Doskonale znam Iwonę i wiem, jak Iwona słabo znosiła ból. Ona jak złamała paznokieć, to płakała, bo krew jej leciała (...). Nie potrafiłam racjonalnie myśleć. Płakałam, myśląc, jak ona cierpi albo cierpiała, czy ktoś ją bije, gwałci, morduje czy zamknął ją w piwnicy - mówiła w materiale "Uwagi!".
Matka Iwony Wieczorek: "Jestem przygotowana na to, że Iwona nie żyje"
Matka Iwony Wieczorek w rozmowie przeprowadzonej w 2017 roku zapewniła, że nie wierzy, iż jej córka mogłaby uciec i ułożyć sobie życie w innym miejscu.
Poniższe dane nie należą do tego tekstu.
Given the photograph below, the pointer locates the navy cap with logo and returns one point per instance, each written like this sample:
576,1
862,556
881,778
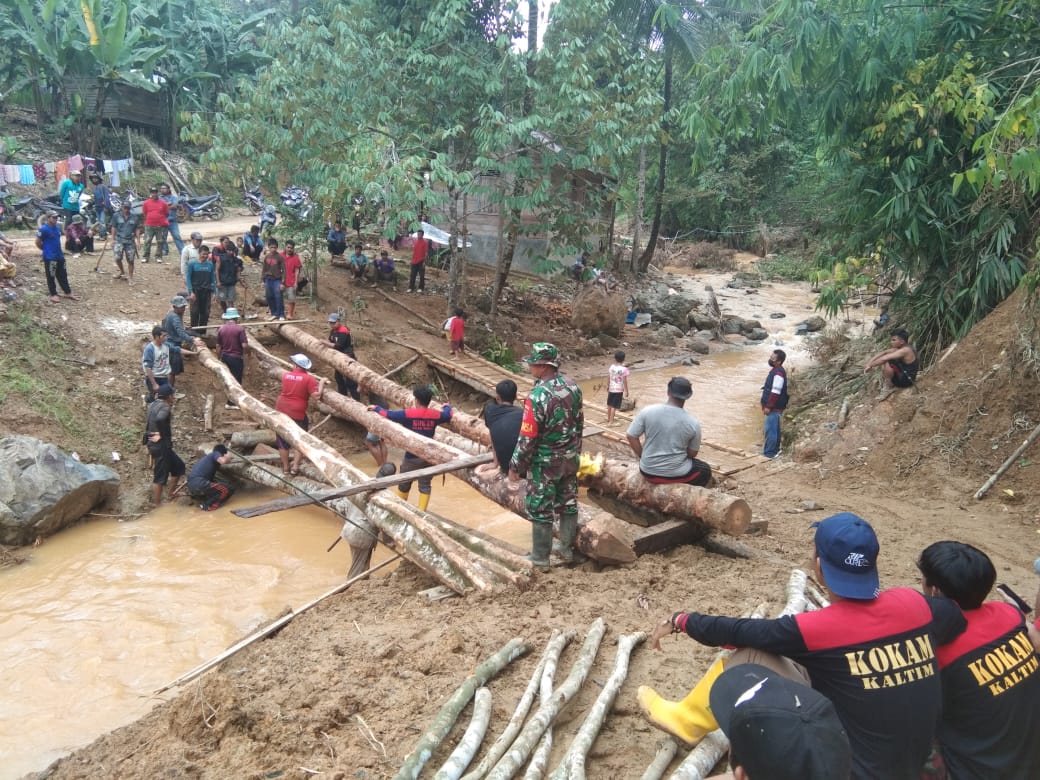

Jak podkreśliła, córka mówiła jej o wszystkim, jej zdaniem nie zrezygnowałaby także ze swojej przyszłości - studiów czy rozpoczętego kursu na prawo jazdy.
Gdyby chciała wyjechać, podkreślałam to wielokrotnie, to by mi normalnie to powiedziała - mówiła.
W materiale "Uwagi!" Iwona Kinda nie ukrywała, że chciałaby poznać prawdę na temat okoliczności zaginięcia swojej córki i zakończyć tym samym pewien etap. Kobieta wprost przyznała, iż jest przygotowana na to, że Iwona może nie żyć.
Muszę wiedzieć, co się z nią stało. To jest moje dziecko i jestem na to w jakimś sensie przygotowana, że Iwona nie żyje. I muszę raz na zawsze ten etap zakończyć w swoim życiu - wyznała przed kamerami.
Matka Wieczorek w niepublikowanej wcześniej rozmowie podkreśliła, że w jej przypadku czas nie goi ran i wciąż na nowo odczuwa ból związany z zaginięciem córki. Dlatego też kobieta chciałaby wiedzieć, gdzie znajduje się jej córka - jej zdaniem najgorsze jest bowiem życie w poczuciu niewiedzy.
Chcę wiedzieć, gdzie jest jej ciało. Iść i zapalić jej świeczkę, pomodlić się. Tak, żebym wiedziała, gdzie jest moje dziecko. A nie mówić, że nie wiem, gdzie ona jest, bo to jest gorsze - słyszymy w materiale "Uwagi".